Politics, Power and Inequalities

Instructors: Vlasta Jalušič and Tonči Kuzmanić, Mirovni inštitut, Slovenia

Working language: Bosnian/Croatian/Serbian 

Course Description:

The course aims at an in-depth analysis of understanding the issue of inequality and its correlation with violence and relationships between politics, power and (in)equality. The approach to the course is based on the premise that inequalities undermine politics and power, and that they contribute to violence or lead to violence. However, inequalities can sometimes present greater danger then violence. Therefore, the course discusses proactively if violence is really “the worst thing that can happen to us.”  The empirical baseline of the course are the cases of revolutions as generators of power and politics, while the focus will be put on experiences from 1968, on the revolutions in Central and East Europe during 1989, and the recent revolutions in Middle East and Africa (known as the “Arab Spring”). 

Key questions are: What happens when political-based power becomes a stunted basis of institutions? How to discuss and understand (in)equal state policies in such contexts and how to respond to them? Various experiences in establishing power and its institutionalization will be discussed and accompanied by exercises in forms of concrete policy analysis of laws and documents that refer to issues of (in)equality and its consequences. 

Course goals: 

  1. Understanding and rethinking of terms such as politics, power, revolution and (in)equalities, relationships and links between them, and possible consequences of these links on the post-socialistic and post-capitalistic global context.
  2. Differentiating, defining and rethinking of terms and their practical adoption. 
  3. Analysis and decoding of concrete phenomena of inequalities in societies where participants live and work, as well as indetifying their possible contributions to peace or violence. 
  4. Analysis of inequality policies on the basis of concrete examples of policital documents, laws, etc. (concrete examples will be taken from participant's home states). 

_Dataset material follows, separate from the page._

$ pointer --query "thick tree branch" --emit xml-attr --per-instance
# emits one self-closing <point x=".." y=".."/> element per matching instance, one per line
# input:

List of Reading Materials: 

  1. Hannah Arendt, O nasilju. U Hannah Arendt, Politički eseji, Antibarbarus Zagreb, 1996, 176-190. 
  2. Vaclav Havel, The Power of Powerless. Moć nemoćnih : ogledi o politici. Nove Knjige, 1990
  3. Jean Jacques Rousseau, Rasprava o porijeklu i osnovama nejednakosti među ljudima. Str. 33-71
  4. Michel Foucault: Panopticism.U: Foucault Reader str. 206-213 i Biopower, ibid. 259-272. (Michel Foucault, Znanje i moć, Globus, Zagreb 2004. Michel Foucault, Rađanje biopolitike, Svetovi, Novi Sad 2005.).
  5. Mahmood Mamdani, An African Reflection in the Tahrir Square. http://pambazuka.org/en/category/features/73187.
  6. Carol Lee Bacchi.Women, Policy and Politics: the Construction of Policy Problems. (1999) London: Sage. 3-13 i 35-49. 
  7. Vlasta Jalušič: Kompleksne nejednakosti. Tekst iz knjige Majda Hrženjak, Vlasta Jalušič, Vrata nisu baš odprta. Treba da jih gurneš, pa da se otvaraju... Perspektive v reševanju kompleksnih neenakosti. Mirovni inštitut, Ljubljana 2011. str. 11-32.
  8. Proposals or passed antidiscrimination laws from home states of participants. 

Documentaries and other films: 

  • Adam Curtis  collection: The Trap i The Power of Nightmare
  • Lorédana Bianconi: Do you remember revolution?